Adaptation scenarios of 3.2 FHE, TEE, ZKP and MPC

Cross-chain signature:

• MPC is suitable for scenarios requiring multi-party collaboration and avoiding single point private key exposure.
• TEE can run signature logic through SGX chips, which is fast but relies on hardware trust.
• FHE has limited applications in signature computation.

DeFi scenarios ( multi-signature wallets, vault insurance, institutional custody ):

• MPC is a mainstream method, such as Fireblocks splitting signatures across different nodes.
• TEE is used to ensure signature isolation, but there are hardware trust issues.
• FHE is mainly used to protect transaction details and contract logic.

AI and Data Privacy:

• The advantages of FHE are obvious, enabling fully encrypted computation.
• MPC is used for federated learning, but faces communication costs and synchronization issues.
• TEE can run models directly in a protected environment, but there are memory limitations, etc.

3.3 Differentiation of different plans

• Performance and Latency: FHE has high latency, TEE has the lowest, ZKP and MPC are in between.
• Trust Assumption: FHE and ZKP do not require trust in third parties, TEE relies on hardware, and MPC depends on the behavior of participants.
• Scalability: ZKP and MPC support horizontal scaling, while FHE and TEE scaling is resource-constrained.
• Integration Difficulty: TEE has the lowest access threshold, ZKP and FHE require specialized circuits and compilation, and MPC requires protocol stack integration.

4. Evaluation of FHE, TEE, ZKP and MPC Technologies

There are trade-offs among various technologies in terms of performance, cost, and security. FHE offers strong theoretical privacy protection, but its poor performance limits its application. TEE, MPC, and ZKP are more feasible in real-time and cost-sensitive scenarios. Different technologies are suitable for different trust models and application requirements. The future privacy computing ecosystem may lean towards a combination of various technologies to build modular solutions.

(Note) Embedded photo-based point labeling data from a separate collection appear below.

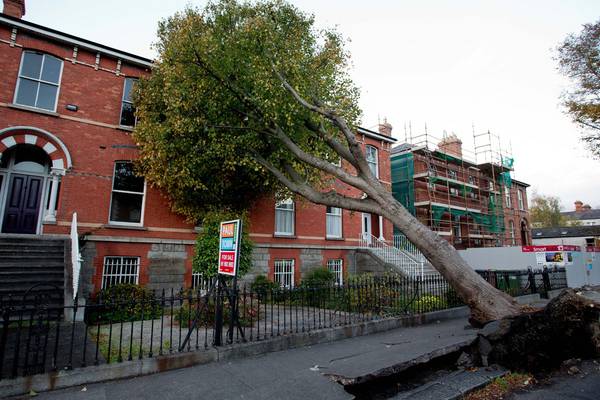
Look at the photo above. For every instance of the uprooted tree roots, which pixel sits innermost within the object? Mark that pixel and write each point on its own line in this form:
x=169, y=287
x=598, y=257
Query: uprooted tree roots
x=568, y=327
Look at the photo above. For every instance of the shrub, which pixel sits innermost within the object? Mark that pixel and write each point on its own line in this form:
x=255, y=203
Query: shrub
x=187, y=312
x=123, y=302
x=262, y=286
x=428, y=302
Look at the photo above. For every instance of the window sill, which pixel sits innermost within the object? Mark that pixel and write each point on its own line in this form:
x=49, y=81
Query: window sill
x=129, y=227
x=33, y=109
x=283, y=236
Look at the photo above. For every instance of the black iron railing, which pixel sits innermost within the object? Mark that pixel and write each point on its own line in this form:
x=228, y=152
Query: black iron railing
x=37, y=335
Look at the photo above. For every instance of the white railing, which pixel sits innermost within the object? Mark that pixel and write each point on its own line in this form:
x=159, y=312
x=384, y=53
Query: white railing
x=75, y=255
x=401, y=242
x=406, y=263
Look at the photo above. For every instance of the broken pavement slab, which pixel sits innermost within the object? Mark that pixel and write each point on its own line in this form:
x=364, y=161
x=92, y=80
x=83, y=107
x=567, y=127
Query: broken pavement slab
x=453, y=385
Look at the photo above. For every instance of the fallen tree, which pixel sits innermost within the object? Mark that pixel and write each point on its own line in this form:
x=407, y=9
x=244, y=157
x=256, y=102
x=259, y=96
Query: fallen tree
x=251, y=99
x=568, y=327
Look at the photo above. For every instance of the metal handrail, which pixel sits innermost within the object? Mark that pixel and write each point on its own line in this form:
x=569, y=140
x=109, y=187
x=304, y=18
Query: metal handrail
x=390, y=254
x=76, y=258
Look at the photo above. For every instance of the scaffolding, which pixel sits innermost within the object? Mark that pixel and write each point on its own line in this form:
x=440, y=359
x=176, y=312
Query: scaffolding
x=456, y=191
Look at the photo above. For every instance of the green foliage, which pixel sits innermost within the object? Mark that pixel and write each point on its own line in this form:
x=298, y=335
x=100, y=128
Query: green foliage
x=123, y=302
x=579, y=59
x=214, y=98
x=429, y=302
x=206, y=255
x=187, y=312
x=546, y=212
x=262, y=286
x=318, y=277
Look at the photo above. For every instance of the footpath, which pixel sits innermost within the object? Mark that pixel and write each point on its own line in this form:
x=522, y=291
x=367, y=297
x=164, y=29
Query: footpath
x=312, y=372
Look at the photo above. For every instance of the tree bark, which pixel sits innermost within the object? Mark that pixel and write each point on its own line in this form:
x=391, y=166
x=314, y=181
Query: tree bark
x=486, y=302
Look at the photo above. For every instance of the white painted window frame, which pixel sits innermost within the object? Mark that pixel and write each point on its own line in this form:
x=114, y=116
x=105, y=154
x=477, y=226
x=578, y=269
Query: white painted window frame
x=520, y=199
x=44, y=55
x=372, y=162
x=336, y=267
x=112, y=190
x=329, y=216
x=283, y=270
x=291, y=211
x=507, y=198
x=121, y=276
x=511, y=227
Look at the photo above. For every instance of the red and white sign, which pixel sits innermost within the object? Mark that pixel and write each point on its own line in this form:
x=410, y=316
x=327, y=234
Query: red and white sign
x=229, y=245
x=535, y=249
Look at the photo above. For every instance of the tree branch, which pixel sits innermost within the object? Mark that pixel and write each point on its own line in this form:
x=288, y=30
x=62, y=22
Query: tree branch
x=318, y=163
x=330, y=198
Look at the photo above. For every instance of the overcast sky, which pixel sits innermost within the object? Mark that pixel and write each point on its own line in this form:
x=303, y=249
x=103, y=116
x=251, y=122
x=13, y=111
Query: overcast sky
x=452, y=65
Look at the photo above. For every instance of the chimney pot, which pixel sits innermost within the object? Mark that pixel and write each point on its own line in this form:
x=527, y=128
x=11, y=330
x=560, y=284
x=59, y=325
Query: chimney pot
x=385, y=128
x=451, y=145
x=14, y=8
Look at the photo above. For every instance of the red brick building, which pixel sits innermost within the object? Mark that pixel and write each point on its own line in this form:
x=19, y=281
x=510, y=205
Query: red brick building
x=65, y=146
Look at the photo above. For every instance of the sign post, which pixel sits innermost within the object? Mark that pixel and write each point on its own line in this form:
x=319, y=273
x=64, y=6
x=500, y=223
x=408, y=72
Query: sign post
x=230, y=235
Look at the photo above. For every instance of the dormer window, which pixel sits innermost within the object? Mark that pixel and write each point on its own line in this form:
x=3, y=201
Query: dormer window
x=39, y=81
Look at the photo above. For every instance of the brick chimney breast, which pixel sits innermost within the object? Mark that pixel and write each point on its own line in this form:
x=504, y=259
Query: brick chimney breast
x=385, y=128
x=451, y=145
x=14, y=8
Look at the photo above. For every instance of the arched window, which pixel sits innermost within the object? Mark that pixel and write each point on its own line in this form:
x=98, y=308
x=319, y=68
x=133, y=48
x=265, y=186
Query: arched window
x=284, y=217
x=372, y=160
x=39, y=81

For example, Ika focuses on key sharing and signature coordination, while ZKP excels at generating mathematical proofs. The two can complement each other: ZKP verifies the correctness of cross-chain interactions, and Ika provides the foundation for asset control. Projects like Nillion are beginning to integrate various privacy technologies, balancing security, cost, and performance. The choice of technology should depend on specific application requirements and performance trade-offs.